All data files required for the system are stored here. We used the medical dataset nfcorpus from the Statistical NLP Group at the University of Heidelberg (a detailed description of the dataset can be found in data/README.md). By default, the system will search here for the required data files. Optionally, you can provide your own file paths as command line argument (for more details see Command Line Arguments). Note: For queries, it is not possible to provide a custom path for each query type but you can provide a path to the directory where all the query files are stored. It is IMPORTANT to keep the same naming conventions otherwise the query files can not be found (The convention is: q-[Query Type].queries; Possible Query Types are {'all', 'nontopictitles', 'titles', 'viddesc', 'vidtitles'}). Also, in our setting, the query document file uses a '~' delimiter between the query ID and its content. The delimiter is hard coded into the system and must therefore match.

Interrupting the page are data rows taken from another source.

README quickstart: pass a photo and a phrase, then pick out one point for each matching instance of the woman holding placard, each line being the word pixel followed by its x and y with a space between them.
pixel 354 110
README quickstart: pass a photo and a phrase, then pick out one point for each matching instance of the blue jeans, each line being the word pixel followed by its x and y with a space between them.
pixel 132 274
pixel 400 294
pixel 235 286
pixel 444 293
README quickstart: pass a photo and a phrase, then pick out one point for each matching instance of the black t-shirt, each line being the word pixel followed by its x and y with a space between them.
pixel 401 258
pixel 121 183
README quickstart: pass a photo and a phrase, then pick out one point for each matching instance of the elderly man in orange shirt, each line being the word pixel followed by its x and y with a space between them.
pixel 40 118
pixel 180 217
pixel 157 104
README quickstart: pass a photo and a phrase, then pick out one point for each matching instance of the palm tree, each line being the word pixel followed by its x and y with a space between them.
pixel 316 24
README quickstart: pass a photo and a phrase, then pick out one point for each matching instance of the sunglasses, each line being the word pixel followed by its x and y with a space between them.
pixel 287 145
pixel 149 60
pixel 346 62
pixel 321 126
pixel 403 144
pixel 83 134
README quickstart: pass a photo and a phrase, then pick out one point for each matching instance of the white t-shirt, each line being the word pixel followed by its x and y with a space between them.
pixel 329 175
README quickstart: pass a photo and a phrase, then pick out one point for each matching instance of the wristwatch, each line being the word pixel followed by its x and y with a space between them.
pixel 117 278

In this directory you can find the documentation of our source code. It was generated by using doxygen.
In order to use the system from within a web interface, we implemented a small web server. For further informations read the instructions in this directory.
Python scripts used for preprocessing and crawling the web.

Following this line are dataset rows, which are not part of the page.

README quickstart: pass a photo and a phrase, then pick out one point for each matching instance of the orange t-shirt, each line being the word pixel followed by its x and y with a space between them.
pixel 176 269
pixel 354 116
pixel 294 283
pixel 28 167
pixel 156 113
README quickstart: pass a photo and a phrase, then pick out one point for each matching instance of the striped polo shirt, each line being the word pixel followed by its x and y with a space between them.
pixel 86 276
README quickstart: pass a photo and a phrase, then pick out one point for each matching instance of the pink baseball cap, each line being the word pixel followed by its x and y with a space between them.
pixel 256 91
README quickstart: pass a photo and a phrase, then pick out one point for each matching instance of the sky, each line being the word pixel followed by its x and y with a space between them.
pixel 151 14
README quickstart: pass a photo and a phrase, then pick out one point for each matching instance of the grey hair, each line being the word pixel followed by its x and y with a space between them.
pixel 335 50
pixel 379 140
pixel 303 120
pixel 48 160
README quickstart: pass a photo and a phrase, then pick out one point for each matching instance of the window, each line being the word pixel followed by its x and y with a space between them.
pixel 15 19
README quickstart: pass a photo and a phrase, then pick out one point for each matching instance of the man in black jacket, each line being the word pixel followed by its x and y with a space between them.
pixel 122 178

Directory of the C++ source code of the system and its libraries. For further information regarding the source code, take a look into the Documentation at docs.
Directory of the unit tests.
The build and installation process will be described in the following. Follow the Quick Start Guide for a fast installation and get the system running. This works only if the boost library can be located in its default path. For a more detailed installation guide or if you encounter problems, take a look at Detailed Installation Guide. Note: The installation process normally takes up to 10-15 minutes, since some dependencies need to be downloaded (depending on your broadbandwitdh, this process can take longer).
-
Make sure all the Requirements are satisfied
-
Clone the source with
git:
git clone https://github.com/WeberNick/vector-space-retrieval.git
- Build and install:
cd vector-space-retrieval
./install.sh
- Run
./bin/evsr_run # Run the system
- Make sure all the Requirements are satisfied
- Clone the source with
git:
git clone https://github.com/WeberNick/vector-space-retrieval.git
- To install and build the system, several additional options can be (and sometimes must be) provided to the installation process. A complete list of options is provided later.

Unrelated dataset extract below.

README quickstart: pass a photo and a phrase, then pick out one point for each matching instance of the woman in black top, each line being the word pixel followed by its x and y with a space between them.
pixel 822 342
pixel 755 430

- If boost is not located in the default search path (on Linux
/usr/include/boost,/usr/local/Cellar/boostif installed using homebrew), you have to provide the absolute or relative path to the include directory of boost via the-boption. - If GCC is not the default compiler on your system (on macOS
g++is often mapped to useclanginstead) you may want to provide a path to the C++ compiler via the-cxxoption (e.g.,/usr/bin/g++)
cd vector-space-retrieval
./install.sh [-b [/path/to/boost/include]] [-cxx [/path/to/c++-compiler]]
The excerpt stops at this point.